I don’t mean that the battle to end oppression isn’t important. But the way people are trying to do it here is horribly, tragically unimportant. Even if your goal is to make people confront their own privilege, this is rarely helping. Making a culture of people who figure out more and more ways to create an elite of people who are 'in the know’ (by creating more and more weirdly specific rules about what’s right and wrong, all in black and white with no shades of grey) and casting out people who can’t keep up, is not helping at all. Every week there are new things that are right and new things that are wrong, and nobody who isn’t obsessively keeping score could possibly measure up to the standards that are being created.
This is hate. This is destructive in a bad way. This is not helping.
Neither is most of the anti-SJ stuff, which can be just as virulently hateful, contain its own set of toxic rules and destructive ways of belittling and mocking and putting people down, that is just as toxic and ego-driven and hateful and bullying as the worst of the SJ community.
How do I know these things? Because I’ve been periodically sucked into the norms of the SJ community from before it was called the SJ community. It does that. It sucks people in, particularly oppressed people, and oppressed people are often pretty messed up from a lifetime of oppression. And this community comes along and fuels the worst of our egos, our rage, our self-pity, and elevates it and calls it justice. It gives us an outlet for all of our emotional reactions, whether those reactions make sense or not.
And at the same time that it’s fueling those messed-up things that draw us to it, it teaches us fear. Fear of putting a toe out of line. Fear of annoying people in high places (or people in low places, since often authority in this community comes from the most convincing claims of the worst oppression). Fear of saying the wrong words. Fear of not being able to keep up with the community’s ever-shifting norms.
And it sucks you in, and your mind begins to frantically dodge, and weave, and try to stay on the right path, and not stray onto the wrong path, and it becomes a full time job… but nothing gets done, nothing gets fixed, and very few people are truly helped.
And that’s the tragedy.
Having been there, I can see others doing the same things.

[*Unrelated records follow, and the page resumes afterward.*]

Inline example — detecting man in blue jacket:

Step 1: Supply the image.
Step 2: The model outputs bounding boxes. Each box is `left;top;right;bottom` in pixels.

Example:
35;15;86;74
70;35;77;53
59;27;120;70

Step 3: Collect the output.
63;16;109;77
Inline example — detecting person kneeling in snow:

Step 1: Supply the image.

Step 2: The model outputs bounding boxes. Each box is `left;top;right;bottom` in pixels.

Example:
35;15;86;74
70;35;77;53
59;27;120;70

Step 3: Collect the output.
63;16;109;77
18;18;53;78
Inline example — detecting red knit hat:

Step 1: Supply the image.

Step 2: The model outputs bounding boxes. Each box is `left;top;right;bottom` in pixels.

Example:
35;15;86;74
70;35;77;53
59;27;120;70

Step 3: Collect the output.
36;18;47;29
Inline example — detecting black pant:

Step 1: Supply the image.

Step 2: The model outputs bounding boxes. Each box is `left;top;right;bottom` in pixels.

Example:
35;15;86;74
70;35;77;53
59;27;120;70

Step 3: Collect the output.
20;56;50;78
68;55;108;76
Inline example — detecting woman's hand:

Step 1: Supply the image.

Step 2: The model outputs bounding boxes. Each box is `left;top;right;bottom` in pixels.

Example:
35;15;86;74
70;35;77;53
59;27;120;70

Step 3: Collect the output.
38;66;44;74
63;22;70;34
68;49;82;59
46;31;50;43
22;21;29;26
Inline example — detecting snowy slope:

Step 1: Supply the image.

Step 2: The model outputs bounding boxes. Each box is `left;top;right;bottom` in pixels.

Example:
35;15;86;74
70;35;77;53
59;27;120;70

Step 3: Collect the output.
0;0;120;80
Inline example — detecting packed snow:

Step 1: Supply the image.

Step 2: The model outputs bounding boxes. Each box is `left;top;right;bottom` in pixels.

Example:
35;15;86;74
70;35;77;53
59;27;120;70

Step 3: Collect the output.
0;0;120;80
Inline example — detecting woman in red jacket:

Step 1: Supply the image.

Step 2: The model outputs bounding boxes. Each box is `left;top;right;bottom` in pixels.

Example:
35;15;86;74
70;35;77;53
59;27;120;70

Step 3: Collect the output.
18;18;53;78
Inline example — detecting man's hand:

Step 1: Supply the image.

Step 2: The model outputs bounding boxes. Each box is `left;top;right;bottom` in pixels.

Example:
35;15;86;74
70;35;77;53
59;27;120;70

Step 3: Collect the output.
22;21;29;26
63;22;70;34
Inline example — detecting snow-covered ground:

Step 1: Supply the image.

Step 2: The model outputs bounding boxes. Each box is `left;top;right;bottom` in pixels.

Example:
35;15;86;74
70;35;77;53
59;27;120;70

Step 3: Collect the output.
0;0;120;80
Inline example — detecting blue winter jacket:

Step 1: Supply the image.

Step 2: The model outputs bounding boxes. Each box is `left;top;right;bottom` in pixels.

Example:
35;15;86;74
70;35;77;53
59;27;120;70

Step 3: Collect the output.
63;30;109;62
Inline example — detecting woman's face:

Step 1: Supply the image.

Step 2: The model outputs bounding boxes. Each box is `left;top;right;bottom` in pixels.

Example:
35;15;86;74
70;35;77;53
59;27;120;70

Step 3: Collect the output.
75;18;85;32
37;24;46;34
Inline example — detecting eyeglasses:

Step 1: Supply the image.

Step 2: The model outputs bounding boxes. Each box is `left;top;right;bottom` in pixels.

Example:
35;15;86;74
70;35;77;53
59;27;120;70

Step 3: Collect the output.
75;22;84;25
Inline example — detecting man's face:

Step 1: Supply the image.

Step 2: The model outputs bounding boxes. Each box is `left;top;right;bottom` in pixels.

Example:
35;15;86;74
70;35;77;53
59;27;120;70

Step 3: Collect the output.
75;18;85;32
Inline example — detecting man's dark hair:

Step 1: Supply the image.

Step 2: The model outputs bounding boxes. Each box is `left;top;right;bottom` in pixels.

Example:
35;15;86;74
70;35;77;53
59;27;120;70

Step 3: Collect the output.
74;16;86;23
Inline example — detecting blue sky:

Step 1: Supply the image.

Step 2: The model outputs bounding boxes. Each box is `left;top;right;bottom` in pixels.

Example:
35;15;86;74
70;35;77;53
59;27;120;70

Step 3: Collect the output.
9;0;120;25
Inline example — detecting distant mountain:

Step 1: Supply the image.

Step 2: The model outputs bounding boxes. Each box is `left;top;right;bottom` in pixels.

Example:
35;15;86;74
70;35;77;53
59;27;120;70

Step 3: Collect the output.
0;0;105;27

I see people trying to call others out first, because the one who calls the other out first is the most likely to be believed under these norms. I see people trying to jump in and find things other people are doing wrong, so that they themselves won’t be caught doing something wrong. I see people, sometimes, responding to things people say when we try to bring all this into the light, in the same way I would have once responded to the same things being said, for the same reasons.
And some of the things make sense. Some of the reasons make sense at first. Because there are people who would say things that sound similar but are not at all the same underneath (and that’s a big flaw in this movement, the inability to look underneath surface appearances, the tendency to judge entirely on those surface appearances, and to condemn anyone who has the wrong surface appearance) who mean something entirely different. Who mean that they just want to not examine their own role in oppression. Who mean that they don’t believe oppression exists. Who mean that they believe that “love” is as simple as black people and white people getting married and having mixed-race babies and that’s the solution to racism, or that love means not talking about difficult things or never getting angry or something like that.
And that’s not what I mean. At all.
And this, all of what I’ve said, is why I have noticed that both many SJ and many anti-SJ communities have sort of tried to temporarily adopt me, and people with opinions much like mine, as a spokesperson, and then run away or condemn us when we’re not what they expected. Both communities tend to be, at the core, all about widgets, and many of us who dissent here are not about widgets at all, so we don’t fit, even when we try really hard to fit, and then bad things happen.